Assertion failure in epoll.cpp due to failing AF_UNIX bind() on Windows 10 1803
Issue description
When I run the libzmq test suite, many tests (such as test_reqrep_tcp.exe) abort with an assertion in epoll.cpp. I eventually tracked this down to a bind() call in ip.cpp failing during context creation, with the Winsock error set to WSAEINVAL.
The failing bind call originates at https://github.com/zeromq/libzmq/blob/1d2af8d38842427feba909b2f47275120d104ec8/src/ip.cpp#L564
This error exclusively occurs on Windows 10 1803, which is EOL for consumers and rapidly approaching EOL for businesses, so I don't expect this to be fixed - but if someone searches for it, at least they'll have something. I suspect something's wrong with Windows' (then newly added) AF_UNIX support in 1803, because I couldn't get their own example from https://devblogs.microsoft.com/commandline/windowswsl-interop-with-af_unix/ to work either.
Environment
- libzmq version (commit hash if unreleased): 4.3.3, also seen in 1d6b2329
- OS: Windows 10 1803 (clean VM, newly set up for this)
Minimal test code / Steps to reproduce the issue
Either:
- Run test_reqrep_tcp.exe or many other tests
Or:
- Create a socket.
#include <zmq.hpp> // not pure libzmq, I know, but I'm already putting more time into this than makes any sense
int main(int, char**)
{
zmq::context_t ctx;
zmq::socket_t sock(ctx, zmq::socket_type::server);
return 0;
}
What's the actual result? (include assertion message & call stack if applicable)
Assertion message from 1:
Z:\Debug>test_reqrep_tcp.exe
Bad file descriptor (C:\Code\libzmq\src\epoll.cpp:100)
Z:\Debug>echo %errorlevel%
1073741845
VS call stack from 2:
> SystemHealth.Qualification.exe!zmq::zmq_abort(const char * errmsg_) Line 84 C++
SystemHealth.Qualification.exe!zmq::epoll_t::add_fd(unsigned int fd_, zmq::i_poll_events * events_) Line 100 C++
SystemHealth.Qualification.exe!zmq::reaper_t::reaper_t(zmq::ctx_t * ctx_, unsigned int tid_) Line 50 C++
SystemHealth.Qualification.exe!zmq::ctx_t::start() Line 430 C++
SystemHealth.Qualification.exe!zmq::ctx_t::create_socket(int type_) Line 490 C++
SystemHealth.Qualification.exe!zmq_socket(void * ctx_, int type_) Line 262 C++
SystemHealth.Qualification.exe!zmq::socket_t::socket_t(zmq::context_t & context_, int type_) Line 1564 C++
SystemHealth.Qualification.exe!zmq::socket_t::socket_t(zmq::context_t & context_, zmq::socket_type type_) Line 1575 C++
What's the expected result?
Passing tests, or a socket gets created and doesn't fail an assertion.

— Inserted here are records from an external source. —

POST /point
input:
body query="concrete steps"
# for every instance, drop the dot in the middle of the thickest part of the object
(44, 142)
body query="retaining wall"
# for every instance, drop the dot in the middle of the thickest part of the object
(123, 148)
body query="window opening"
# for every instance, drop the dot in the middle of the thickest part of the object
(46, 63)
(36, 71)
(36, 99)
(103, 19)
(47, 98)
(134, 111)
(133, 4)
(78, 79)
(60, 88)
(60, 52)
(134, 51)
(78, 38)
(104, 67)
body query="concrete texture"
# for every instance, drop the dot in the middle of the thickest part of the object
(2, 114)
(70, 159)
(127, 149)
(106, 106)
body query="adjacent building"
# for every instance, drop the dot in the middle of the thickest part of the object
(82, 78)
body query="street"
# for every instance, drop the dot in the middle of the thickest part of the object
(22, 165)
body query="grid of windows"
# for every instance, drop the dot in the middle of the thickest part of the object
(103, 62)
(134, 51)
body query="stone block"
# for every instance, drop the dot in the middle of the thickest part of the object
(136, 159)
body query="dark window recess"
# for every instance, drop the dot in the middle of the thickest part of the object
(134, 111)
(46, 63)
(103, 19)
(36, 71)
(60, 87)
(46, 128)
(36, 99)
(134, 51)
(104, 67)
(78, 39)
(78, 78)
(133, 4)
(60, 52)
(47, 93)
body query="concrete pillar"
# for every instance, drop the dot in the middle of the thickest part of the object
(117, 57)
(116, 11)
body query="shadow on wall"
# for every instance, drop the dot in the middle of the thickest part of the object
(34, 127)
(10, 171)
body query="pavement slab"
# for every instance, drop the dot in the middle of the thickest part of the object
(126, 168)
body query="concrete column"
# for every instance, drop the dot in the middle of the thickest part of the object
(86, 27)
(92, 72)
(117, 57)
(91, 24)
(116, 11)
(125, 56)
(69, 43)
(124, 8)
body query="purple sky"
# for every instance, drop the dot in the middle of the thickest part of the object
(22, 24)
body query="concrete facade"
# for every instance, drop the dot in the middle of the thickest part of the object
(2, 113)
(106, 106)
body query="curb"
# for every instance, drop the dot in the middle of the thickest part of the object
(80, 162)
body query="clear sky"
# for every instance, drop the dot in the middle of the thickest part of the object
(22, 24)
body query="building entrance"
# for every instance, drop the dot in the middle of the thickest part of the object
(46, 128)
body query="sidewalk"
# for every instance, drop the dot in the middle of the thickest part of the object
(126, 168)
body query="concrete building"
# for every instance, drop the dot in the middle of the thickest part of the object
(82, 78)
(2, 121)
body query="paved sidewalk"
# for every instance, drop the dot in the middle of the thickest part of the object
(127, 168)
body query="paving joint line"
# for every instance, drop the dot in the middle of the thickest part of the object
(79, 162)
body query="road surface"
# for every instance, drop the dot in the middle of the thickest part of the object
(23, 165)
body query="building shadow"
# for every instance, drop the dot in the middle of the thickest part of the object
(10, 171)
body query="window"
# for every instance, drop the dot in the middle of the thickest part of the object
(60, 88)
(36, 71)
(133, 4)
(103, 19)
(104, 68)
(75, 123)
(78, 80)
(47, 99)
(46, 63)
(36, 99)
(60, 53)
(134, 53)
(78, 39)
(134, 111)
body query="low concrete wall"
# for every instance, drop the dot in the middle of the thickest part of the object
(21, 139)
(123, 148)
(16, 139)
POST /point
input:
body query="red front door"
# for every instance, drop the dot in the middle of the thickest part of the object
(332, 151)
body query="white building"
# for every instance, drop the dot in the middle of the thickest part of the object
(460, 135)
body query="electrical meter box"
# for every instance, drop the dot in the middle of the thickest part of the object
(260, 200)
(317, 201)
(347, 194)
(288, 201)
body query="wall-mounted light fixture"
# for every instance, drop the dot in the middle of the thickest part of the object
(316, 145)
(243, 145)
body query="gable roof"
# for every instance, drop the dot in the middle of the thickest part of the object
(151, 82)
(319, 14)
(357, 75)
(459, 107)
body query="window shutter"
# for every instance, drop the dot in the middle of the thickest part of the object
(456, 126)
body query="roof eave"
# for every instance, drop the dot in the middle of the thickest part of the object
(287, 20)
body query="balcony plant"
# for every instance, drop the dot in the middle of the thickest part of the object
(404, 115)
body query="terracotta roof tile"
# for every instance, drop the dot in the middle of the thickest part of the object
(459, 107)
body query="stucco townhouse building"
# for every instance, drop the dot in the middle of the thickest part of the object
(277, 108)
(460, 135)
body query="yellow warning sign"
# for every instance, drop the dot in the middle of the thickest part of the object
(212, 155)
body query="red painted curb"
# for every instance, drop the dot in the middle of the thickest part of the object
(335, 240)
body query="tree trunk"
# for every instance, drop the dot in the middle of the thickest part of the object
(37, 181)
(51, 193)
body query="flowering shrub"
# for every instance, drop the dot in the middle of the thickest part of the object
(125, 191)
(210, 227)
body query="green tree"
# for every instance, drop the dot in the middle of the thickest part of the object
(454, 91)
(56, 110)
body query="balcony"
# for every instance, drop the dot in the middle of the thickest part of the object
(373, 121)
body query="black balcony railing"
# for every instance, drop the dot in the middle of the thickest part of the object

I have seen this sort of stack trace, although google didn't send me here before I debugged it a lot. In my case, appears that the bind(AF_UNIX ...) calls in the signaler_t constructor of reaper_t/mailbox were failing. This snowballs down to the reaper_t constructor which gets a bad file handle from mailbox that it passes on and then finally gets handled by zmq_abort.
I suspect an old OS as well, I am also on 1803.

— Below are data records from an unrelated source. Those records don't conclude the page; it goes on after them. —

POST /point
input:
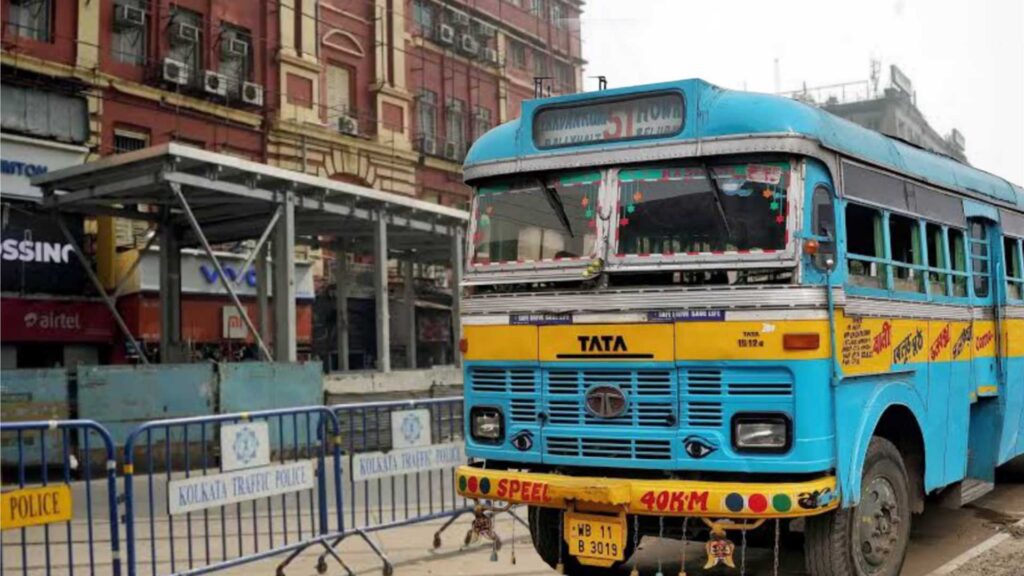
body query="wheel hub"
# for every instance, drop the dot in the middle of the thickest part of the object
(878, 528)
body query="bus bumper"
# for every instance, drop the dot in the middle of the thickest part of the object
(652, 497)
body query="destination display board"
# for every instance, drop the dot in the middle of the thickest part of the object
(609, 120)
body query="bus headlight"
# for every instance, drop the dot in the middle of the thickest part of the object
(761, 433)
(485, 424)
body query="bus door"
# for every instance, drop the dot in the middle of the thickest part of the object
(983, 440)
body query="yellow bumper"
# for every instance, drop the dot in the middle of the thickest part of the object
(652, 497)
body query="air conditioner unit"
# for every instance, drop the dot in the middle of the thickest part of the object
(252, 93)
(214, 83)
(452, 150)
(469, 44)
(233, 48)
(445, 35)
(428, 146)
(175, 72)
(459, 18)
(128, 17)
(348, 125)
(183, 34)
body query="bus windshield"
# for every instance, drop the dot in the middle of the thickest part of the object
(679, 210)
(536, 218)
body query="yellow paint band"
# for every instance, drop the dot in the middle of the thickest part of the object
(653, 497)
(35, 506)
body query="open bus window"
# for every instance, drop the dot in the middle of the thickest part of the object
(518, 221)
(865, 245)
(676, 209)
(904, 237)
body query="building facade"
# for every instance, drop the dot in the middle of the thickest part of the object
(383, 93)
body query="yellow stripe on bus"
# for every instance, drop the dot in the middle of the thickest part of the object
(35, 506)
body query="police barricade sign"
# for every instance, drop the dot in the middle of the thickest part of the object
(35, 506)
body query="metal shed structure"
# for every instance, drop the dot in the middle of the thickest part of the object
(200, 198)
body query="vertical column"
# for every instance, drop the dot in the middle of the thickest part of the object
(263, 292)
(380, 293)
(457, 245)
(410, 300)
(284, 284)
(170, 294)
(343, 286)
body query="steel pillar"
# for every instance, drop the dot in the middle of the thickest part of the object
(410, 300)
(284, 284)
(342, 287)
(170, 293)
(458, 240)
(380, 293)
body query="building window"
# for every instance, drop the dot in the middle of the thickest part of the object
(481, 122)
(129, 140)
(339, 93)
(426, 120)
(186, 48)
(31, 18)
(129, 39)
(423, 15)
(540, 65)
(236, 56)
(455, 128)
(517, 54)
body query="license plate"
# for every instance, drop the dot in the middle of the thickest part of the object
(596, 539)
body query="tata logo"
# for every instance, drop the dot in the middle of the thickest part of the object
(605, 402)
(602, 343)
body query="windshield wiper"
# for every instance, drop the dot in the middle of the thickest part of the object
(718, 198)
(556, 205)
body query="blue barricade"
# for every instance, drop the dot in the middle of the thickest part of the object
(59, 515)
(245, 487)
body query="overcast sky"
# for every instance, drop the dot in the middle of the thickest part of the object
(965, 57)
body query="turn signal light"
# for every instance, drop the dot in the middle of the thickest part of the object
(801, 341)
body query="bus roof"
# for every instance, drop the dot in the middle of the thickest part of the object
(712, 112)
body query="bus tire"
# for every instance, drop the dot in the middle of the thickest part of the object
(869, 539)
(545, 532)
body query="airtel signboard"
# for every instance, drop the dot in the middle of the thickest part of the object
(36, 256)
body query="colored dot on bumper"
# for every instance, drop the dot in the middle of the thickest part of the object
(734, 502)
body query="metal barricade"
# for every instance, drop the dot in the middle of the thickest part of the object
(58, 513)
(399, 465)
(212, 492)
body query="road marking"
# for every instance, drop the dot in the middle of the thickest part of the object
(974, 552)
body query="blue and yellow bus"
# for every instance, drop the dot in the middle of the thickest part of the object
(695, 312)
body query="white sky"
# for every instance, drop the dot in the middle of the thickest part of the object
(966, 57)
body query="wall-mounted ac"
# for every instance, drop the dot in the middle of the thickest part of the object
(214, 83)
(348, 125)
(252, 93)
(128, 17)
(445, 35)
(183, 34)
(469, 44)
(233, 48)
(175, 72)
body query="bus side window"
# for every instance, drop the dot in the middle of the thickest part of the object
(865, 245)
(957, 253)
(1014, 254)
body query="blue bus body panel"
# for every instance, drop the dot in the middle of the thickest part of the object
(714, 112)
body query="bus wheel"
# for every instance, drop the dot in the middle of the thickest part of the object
(544, 530)
(869, 539)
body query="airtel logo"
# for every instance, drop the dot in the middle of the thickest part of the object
(52, 321)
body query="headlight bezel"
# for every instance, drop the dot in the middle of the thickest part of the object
(761, 418)
(477, 411)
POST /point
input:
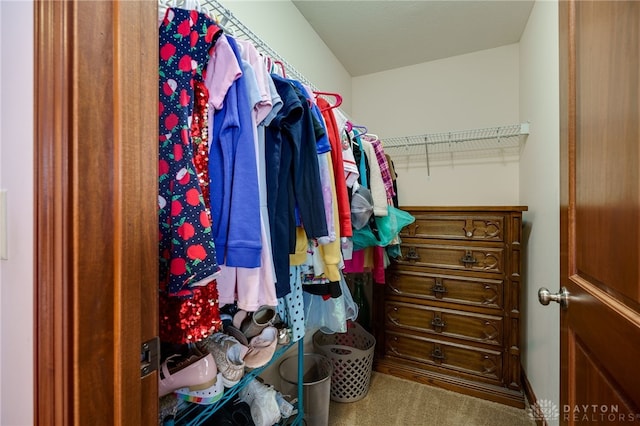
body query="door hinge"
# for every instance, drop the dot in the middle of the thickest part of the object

Also confirm that upgrading Windows 10 does resolve this problem.
Same issue here. Recompiling ZeroMQ with ZMQ_HAVE_IPC undefined works for me. But that's at best an undesirable workaround.
I have encountered a similar issue on Windows Server 2019.
libzmq version: 4.3.5
Through debugging, I found that the issue is caused by the failure to create a temporary file, and there is no validation for the return value of create_ipc_wildcard_address, resulting in a connect failure.
If create_ipc_wildcard_address fails, can we consider using make_fdpair_tcpip instead?